Macht sich meine Mutter sorgen? Bestimmt. Ob sie wohl schon bei der Polizei war? Mich würde es jedenfalls nicht sehr wundern.

Wann wird er wieder kommen? Was wird er machen wenn er das nächste Mal kommt? Wird er mich bestrafen, dass ich nichts esse? Ich hoffe es nicht….

Und wenn doch, was wird er dann machen? Ich versuche gar nicht mehr daran zu denken, sonst würde ich mir selber nur noch mehr Panik und Angst machen.

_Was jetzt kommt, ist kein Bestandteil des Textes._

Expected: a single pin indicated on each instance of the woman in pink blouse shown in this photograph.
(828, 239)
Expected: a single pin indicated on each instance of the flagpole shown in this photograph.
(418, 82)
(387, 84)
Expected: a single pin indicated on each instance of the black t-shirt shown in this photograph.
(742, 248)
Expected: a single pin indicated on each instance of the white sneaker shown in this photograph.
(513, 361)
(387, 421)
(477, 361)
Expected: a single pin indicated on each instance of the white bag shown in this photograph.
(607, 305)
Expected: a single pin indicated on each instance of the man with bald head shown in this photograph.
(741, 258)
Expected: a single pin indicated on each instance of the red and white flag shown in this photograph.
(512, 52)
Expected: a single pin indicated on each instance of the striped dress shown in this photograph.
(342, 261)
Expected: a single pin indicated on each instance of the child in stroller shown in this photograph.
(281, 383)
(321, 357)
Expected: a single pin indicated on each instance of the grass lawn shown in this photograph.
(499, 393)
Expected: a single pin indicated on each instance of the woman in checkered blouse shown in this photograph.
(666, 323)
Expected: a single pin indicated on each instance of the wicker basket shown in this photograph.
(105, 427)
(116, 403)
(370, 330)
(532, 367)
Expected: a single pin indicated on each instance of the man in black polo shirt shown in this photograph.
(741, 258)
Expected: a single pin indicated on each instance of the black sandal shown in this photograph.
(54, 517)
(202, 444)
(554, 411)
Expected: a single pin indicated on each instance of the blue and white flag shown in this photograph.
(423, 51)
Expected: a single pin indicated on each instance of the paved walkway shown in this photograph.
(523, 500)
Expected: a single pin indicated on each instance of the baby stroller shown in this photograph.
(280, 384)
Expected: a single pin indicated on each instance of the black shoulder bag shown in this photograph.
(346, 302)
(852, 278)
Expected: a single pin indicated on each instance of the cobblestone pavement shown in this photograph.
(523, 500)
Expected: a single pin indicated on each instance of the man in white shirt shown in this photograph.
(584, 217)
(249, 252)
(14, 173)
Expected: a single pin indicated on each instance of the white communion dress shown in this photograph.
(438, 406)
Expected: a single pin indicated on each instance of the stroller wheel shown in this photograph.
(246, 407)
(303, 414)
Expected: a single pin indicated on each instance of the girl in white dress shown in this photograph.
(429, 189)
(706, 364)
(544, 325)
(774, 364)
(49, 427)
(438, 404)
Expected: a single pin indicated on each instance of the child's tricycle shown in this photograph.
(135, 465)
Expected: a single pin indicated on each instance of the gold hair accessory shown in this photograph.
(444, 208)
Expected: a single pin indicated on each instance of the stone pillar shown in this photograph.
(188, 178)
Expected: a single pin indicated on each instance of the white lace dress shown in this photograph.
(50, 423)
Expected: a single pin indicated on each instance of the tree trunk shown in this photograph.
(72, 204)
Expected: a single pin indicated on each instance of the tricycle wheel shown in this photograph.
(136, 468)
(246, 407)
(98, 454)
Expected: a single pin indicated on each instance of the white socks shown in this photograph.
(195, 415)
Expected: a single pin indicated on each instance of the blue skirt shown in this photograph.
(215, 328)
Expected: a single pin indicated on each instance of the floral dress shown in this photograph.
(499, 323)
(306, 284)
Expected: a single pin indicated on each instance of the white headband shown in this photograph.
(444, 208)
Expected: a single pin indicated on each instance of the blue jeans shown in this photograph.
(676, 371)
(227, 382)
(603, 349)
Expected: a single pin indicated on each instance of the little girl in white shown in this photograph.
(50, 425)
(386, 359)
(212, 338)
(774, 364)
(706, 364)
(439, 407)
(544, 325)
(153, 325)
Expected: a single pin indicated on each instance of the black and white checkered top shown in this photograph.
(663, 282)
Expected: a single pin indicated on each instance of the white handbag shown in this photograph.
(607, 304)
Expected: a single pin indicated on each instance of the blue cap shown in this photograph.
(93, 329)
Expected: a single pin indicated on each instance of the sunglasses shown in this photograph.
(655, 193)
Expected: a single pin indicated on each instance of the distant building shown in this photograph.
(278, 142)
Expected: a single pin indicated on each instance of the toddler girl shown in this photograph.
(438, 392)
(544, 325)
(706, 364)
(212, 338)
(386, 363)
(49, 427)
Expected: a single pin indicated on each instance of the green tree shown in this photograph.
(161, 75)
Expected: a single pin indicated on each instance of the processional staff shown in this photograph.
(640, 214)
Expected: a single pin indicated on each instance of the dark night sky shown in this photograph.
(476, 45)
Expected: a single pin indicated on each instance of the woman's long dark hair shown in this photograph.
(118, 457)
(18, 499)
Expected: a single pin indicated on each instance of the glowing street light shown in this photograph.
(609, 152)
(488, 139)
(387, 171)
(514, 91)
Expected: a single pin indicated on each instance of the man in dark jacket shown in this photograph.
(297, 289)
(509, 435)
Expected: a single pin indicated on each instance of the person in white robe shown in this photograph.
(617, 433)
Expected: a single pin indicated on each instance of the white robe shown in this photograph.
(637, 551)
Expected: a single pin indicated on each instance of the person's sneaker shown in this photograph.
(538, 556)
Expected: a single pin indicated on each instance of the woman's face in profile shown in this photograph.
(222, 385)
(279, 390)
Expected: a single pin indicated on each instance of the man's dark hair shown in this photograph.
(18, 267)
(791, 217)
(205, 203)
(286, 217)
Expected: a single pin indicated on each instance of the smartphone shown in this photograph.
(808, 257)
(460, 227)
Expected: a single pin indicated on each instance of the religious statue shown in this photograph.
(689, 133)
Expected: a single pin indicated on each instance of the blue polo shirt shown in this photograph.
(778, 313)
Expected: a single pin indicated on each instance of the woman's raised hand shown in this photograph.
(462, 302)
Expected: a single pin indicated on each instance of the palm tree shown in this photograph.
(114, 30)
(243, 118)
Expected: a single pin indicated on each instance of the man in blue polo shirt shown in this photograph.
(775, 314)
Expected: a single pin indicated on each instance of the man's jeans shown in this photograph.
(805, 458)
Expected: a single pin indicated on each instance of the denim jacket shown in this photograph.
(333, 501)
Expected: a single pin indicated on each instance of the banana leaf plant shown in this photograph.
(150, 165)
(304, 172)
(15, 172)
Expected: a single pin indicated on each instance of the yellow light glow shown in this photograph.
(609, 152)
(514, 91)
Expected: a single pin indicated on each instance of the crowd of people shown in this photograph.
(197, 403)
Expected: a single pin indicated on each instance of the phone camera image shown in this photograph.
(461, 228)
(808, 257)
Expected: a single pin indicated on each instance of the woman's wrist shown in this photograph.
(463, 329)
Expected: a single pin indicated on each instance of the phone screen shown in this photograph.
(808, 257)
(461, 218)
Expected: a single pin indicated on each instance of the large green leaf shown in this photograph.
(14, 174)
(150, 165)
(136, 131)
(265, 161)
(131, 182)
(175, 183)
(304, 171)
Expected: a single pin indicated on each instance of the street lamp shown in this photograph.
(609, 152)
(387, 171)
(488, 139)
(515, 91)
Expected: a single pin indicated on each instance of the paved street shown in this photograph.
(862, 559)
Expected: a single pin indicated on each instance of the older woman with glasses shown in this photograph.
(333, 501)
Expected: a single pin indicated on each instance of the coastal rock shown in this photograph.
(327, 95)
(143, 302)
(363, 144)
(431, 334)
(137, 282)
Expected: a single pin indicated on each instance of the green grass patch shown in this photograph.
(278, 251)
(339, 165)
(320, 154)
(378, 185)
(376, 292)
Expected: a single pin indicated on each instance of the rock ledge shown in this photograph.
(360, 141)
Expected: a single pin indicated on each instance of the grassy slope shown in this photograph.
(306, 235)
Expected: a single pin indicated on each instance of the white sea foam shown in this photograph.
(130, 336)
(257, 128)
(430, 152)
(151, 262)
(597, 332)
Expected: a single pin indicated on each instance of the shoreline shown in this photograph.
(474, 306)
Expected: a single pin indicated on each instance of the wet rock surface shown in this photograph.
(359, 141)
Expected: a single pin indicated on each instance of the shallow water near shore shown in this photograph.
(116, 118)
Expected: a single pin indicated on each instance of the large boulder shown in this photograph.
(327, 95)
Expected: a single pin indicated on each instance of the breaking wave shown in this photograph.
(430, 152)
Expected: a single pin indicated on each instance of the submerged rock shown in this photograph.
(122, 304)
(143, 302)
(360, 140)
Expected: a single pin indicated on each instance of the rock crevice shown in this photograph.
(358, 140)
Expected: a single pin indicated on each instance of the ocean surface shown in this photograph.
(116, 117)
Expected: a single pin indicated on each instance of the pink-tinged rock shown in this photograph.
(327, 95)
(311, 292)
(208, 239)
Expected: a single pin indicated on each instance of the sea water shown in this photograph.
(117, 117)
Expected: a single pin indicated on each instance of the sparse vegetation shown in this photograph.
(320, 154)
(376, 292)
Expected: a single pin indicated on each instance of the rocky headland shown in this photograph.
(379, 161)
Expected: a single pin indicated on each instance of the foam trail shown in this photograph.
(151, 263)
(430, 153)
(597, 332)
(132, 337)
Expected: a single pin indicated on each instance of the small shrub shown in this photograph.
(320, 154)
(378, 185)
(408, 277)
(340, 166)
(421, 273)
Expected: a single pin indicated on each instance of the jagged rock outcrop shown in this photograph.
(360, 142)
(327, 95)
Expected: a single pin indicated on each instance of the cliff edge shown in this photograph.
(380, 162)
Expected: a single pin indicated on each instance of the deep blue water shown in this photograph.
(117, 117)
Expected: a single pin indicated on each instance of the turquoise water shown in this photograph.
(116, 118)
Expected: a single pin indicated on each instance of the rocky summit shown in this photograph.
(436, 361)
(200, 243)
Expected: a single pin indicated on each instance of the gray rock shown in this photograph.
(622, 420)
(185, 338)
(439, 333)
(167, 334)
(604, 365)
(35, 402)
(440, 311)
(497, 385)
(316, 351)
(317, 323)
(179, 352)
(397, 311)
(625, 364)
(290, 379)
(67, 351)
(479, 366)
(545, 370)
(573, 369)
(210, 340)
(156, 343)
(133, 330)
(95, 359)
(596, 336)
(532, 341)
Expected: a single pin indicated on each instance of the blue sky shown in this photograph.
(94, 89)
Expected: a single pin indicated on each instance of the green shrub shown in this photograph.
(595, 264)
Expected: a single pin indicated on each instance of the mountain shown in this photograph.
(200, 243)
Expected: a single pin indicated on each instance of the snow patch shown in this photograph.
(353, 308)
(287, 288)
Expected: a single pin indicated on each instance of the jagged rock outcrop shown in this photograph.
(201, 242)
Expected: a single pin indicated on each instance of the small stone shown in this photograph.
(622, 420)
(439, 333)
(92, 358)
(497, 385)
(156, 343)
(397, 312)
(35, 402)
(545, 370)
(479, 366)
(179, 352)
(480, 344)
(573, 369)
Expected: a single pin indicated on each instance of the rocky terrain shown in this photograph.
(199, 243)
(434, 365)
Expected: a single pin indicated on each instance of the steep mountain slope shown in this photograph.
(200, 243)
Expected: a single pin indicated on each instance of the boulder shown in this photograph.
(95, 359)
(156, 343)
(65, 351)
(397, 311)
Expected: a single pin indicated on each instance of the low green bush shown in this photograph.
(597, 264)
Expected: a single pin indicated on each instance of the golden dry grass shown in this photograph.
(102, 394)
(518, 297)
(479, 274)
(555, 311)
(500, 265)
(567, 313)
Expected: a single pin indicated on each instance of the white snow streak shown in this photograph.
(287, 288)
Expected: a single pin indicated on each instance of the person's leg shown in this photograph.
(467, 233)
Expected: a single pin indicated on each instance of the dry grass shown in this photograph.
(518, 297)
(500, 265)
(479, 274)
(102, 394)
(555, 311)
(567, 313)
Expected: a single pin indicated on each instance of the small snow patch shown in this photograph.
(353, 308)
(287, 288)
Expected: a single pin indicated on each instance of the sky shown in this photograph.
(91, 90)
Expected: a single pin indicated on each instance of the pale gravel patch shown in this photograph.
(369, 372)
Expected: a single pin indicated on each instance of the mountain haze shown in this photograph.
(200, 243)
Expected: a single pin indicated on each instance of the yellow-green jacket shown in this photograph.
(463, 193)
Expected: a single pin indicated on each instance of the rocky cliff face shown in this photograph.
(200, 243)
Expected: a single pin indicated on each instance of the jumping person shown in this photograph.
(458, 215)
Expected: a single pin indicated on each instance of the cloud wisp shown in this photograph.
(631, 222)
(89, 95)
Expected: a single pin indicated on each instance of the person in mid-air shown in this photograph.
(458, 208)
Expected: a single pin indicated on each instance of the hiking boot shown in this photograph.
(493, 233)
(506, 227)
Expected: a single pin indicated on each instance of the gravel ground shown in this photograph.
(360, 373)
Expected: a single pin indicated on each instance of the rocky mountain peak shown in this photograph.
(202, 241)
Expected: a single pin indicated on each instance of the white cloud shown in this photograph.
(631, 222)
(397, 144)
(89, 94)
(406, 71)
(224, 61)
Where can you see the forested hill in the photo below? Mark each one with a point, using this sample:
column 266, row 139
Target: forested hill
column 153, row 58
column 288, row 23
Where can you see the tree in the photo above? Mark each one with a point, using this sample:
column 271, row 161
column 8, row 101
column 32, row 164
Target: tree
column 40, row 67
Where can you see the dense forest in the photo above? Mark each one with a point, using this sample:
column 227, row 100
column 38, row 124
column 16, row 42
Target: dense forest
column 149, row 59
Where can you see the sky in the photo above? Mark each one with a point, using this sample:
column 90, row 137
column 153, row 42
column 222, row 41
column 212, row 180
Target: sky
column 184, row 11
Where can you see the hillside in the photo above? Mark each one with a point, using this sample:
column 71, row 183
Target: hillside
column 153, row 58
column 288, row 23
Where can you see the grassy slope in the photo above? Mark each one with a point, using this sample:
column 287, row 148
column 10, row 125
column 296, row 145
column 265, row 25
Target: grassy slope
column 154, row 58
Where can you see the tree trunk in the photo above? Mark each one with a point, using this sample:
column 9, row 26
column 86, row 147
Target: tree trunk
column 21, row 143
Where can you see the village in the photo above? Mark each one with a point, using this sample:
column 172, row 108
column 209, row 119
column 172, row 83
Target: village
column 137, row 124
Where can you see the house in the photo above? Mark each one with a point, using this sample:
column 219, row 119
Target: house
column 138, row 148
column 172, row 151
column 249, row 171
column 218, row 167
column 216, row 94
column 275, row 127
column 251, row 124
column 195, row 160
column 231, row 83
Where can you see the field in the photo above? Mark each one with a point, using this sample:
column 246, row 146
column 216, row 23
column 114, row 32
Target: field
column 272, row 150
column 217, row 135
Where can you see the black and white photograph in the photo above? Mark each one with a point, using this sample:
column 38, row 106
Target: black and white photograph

Wen hat er Forderungen gestellt? John? Meinen Eltern? Sabrina? Oder jemand ganz anderes? Was für Forderungen? Will er Geld? Hat jemand gegen ihn etwas in der Hand und jetzt fordert er, dass er oder sie nichts sagt? Hat er mich deshalb entführt? Ist ein Teil seiner Forderung, dass sie/er nicht zur Polizei geht? Was, wenn die Polizei trotzdem eingeschaltet wird? Habe ich dann darunter zu leiden? Was für Belohnungen meint er? Besseres Essen? Bequemeres Bett? Schöneres Zimmer? Es wird wohl kaum meine Freiheit sein. Hoffentlich komme ich hier bald raus. Wie ein sehr bekanntes Sprichwort: „Die Hoffnung stirbt zuletzt.“

Wenn ich hier wenigstens eine Beschäftigung hätte. Mein Handy, ein Buch oder sonst irgendetwas. Dann wäre mir wenigstens nicht so langweilig und die Zeit würde schneller vorbei gehen. In Raum ist nichts außer der Heizung, das Bett und das Tablett mit dem Essen das er mir gebracht hat.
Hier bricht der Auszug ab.